Chipotle Mexican Grill's (NYSE: CMG) turnaround took another step forward last quarter, as comparable sales growth accelerated on the back of rising digital sales. This growth enabled Chipotle to post adjusted earnings per share of $1.72 for Q4, nearly 30% ahead of the analyst consensus.

Not surprisingly, investors cheered this big earnings beat. Chipotle stock jumped more than 11% on Thursday, briefly surpassing $600 for the first time in more than three years.

CMG Chart
CMG Chart

Chipotle stock performance, data by YCharts.

Chipotle's growing momentum and the numerous sales-driving initiatives it has in the pipeline should allow the fast-casual pioneer to achieve strong earnings growth over the next few years. But without further acceleration in its comps growth, Chipotle will have trouble living up to its lofty valuation.

An excellent end to the year

In the third quarter, Chipotle posted 8.6% revenue growth on a 4.4% increase in comparable restaurant sales. Adjusted EPS surged 62% year over year, thanks to strong cost control.

However, skeptics weren't impressed by those results, noting that comparable restaurant traffic declined 1.1%. Higher menu prices and larger order sizes, spurred by the late 2017 addition of queso to the menu, drove more than 100% of Chipotle's third-quarter comp sales growth. The fear was that these tailwinds would fade in the fourth quarter, dragging down Chipotle stock.

Chipotle proved the doubters wrong last quarter. Comps growth accelerated to 6.1% as traffic trends turned solidly positive. (Comparable restaurant transaction counts increased 2% in the quarter.) This performance contributed to a 10.4% increase in total revenue to $1.2 billion.

The interior of a Chipotle restaurant
The interior of a Chipotle restaurant

Chipotle posted strong comparable sales growth last quarter. Image source: Chipotle Mexican Grill.

While revenue growth accelerated in the fourth quarter, Chipotle posted a fairly pedestrian 11% increase in adjusted EPS, roughly in line with its sales growth. Higher marketing and promo costs from an ad campaign and free delivery promotion, extra costs related to the growth of Chipotle's delivery business, and higher depreciation and amortization expense driven by store upgrades offset cost savings elsewhere in the business.
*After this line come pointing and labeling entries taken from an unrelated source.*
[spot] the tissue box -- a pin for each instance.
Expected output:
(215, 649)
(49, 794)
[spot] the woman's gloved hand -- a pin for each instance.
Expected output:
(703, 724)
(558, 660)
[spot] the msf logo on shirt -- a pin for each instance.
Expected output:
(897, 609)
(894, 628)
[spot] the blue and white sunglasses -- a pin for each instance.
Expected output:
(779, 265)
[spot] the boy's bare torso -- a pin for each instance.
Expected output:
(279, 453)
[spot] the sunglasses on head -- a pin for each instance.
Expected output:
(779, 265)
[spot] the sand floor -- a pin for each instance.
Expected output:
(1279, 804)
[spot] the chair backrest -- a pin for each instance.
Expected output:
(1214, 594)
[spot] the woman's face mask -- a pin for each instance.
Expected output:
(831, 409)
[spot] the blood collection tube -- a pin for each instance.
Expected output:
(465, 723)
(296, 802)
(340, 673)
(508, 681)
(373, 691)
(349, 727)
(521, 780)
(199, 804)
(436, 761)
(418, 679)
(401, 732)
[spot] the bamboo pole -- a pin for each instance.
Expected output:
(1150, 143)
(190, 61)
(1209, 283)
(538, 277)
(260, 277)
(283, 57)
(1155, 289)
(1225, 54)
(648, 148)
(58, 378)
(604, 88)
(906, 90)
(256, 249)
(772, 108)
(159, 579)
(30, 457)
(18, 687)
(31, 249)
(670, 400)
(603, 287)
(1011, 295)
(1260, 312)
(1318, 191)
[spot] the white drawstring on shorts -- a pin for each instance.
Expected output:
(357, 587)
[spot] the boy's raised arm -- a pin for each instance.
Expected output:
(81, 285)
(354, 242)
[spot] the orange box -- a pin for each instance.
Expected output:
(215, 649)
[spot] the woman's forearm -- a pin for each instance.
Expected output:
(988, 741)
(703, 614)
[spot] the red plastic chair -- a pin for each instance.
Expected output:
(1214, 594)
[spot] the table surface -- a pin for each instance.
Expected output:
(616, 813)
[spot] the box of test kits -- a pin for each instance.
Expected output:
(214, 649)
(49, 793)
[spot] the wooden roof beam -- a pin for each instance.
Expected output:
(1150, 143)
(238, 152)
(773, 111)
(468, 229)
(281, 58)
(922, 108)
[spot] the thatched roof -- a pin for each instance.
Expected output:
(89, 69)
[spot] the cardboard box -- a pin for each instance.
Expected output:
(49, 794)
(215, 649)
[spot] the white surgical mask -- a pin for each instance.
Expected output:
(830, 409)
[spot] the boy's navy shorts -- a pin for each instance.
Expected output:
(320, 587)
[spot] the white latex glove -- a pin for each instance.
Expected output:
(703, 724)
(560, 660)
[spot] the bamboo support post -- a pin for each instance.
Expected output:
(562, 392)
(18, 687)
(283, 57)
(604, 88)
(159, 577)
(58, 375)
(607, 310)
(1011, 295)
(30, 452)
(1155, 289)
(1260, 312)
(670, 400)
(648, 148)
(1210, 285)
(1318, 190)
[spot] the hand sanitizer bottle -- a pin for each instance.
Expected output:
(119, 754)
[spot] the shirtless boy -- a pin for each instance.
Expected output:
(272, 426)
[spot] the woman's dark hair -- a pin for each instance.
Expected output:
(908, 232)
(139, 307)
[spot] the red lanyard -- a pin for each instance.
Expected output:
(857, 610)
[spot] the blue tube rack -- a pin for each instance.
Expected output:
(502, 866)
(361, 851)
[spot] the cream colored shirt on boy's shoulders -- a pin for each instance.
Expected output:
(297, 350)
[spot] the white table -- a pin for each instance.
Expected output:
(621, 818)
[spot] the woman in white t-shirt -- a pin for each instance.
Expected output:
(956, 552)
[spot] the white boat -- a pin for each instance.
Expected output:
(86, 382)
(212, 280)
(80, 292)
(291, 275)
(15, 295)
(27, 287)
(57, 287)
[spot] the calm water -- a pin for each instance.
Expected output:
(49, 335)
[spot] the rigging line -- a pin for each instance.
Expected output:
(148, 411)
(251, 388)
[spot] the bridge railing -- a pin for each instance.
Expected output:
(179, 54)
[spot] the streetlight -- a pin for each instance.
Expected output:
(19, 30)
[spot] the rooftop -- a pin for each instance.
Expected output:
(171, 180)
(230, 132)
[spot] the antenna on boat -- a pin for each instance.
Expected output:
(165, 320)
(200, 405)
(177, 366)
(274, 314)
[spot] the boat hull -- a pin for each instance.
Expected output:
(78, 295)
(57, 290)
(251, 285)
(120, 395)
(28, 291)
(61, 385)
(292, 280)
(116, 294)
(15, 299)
Can Chipotle keep the momentum going in 2019?

Chipotle expects comp sales trends to remain strong in 2019. The company is projecting full-year comps growth of 4% to 6%, with a modest 1.7-percentage-point lift from higher menu prices. This outlook implies that traffic growth will continue to accelerate. That was probably a big reason behind Chipotle stock's rally on Thursday.